赵桓臣知道她在顾忌什么,拉起她的手,替她套上戒指:“你曾经问我,我们是不是只能走到这一步。现在我可以回答你了,我们余生都会一起走。”
“秦笙,我爱你。”
突如其来的告白,彻底震傻了秦笙。
她和赵桓臣的这场戏里,“爱”一直缺席,它就像一片可怕的雷区,让他们一直小心翼翼避开。她万万没想到,在这样的情况下,赵桓臣会率先说出这个字。
她真的可以相信他吗?以谎言开始的感情也可以得到善终吗?
秦笙笨拙地张了张嘴:“……我们结婚不是为了贺氏吗?”
“对不起,我骗了你。”赵桓臣伸手把秦笙拉进怀里,在她耳边低声说道:“其实处置贺氏兄妹我有更好的办法,但是只有“结婚”这个办法能让你乖乖嫁给我。所以,我们结婚和利益没什么关系,只是我想娶你。”
“……”秦笙慌乱的错开眼,不敢再看赵桓臣的眼睛。只有她自己知道,她被赵桓臣的告白动摇了,她的心彻底乱了。
“大宝贝,嫁给他!”一旁等得着急的文文,突然一嗓子吼了出来:“过了这村就没这店了啊!”
“噗嗤——”原本温馨浪漫的求婚场面瞬间被打破,秦笙和赵桓臣无奈地笑了。
“走吧。

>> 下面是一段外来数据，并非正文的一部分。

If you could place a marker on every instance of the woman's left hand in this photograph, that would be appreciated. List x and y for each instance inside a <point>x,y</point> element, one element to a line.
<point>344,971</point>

”赵桓臣拦腰把秦笙抱起,霸道地朝车子走去:“证已经领了,教堂也订好了,你不答应也不行了。”
一切都是赵桓臣安排好的,法国游,婚礼,统统都是提前准备好的。
直到躺在酒店松软的床上,秦笙还有些云里雾里。
赵桓臣松开领带,伸手拆开秦笙的盘发,轻轻吮/吸着她的耳垂:“你又走神了。”
“嗯……”电流一般的酥麻让秦笙不由自主地轻哼出声。
“专心一点。”赵桓臣低低笑着,醇厚的声音近在耳畔:“今晚,才是我们的新婚夜,好好记住这一晚。”
“新婚夜”三个字敲打着秦笙的鼓膜,一路震荡进她的心里。
被赵桓臣这样一提醒,这一晚好像被附上了特殊的意义。连带着,脸颊也开始发热。
赵桓臣的脸近在咫尺,帅气逼人。
沾染情/欲之后,他的眼眸变得黑沉沉的,瞳孔好似两口深井,稍稍多看一眼,就会跌进去。
秦笙不敢再看他,只能慌张地闭上眼睛。
“现在才害羞是不是晚了点?”赵桓臣慢慢沉入秦笙的身体,低声笑道:“之前那个敢和我叫板的秦笙哪去了?”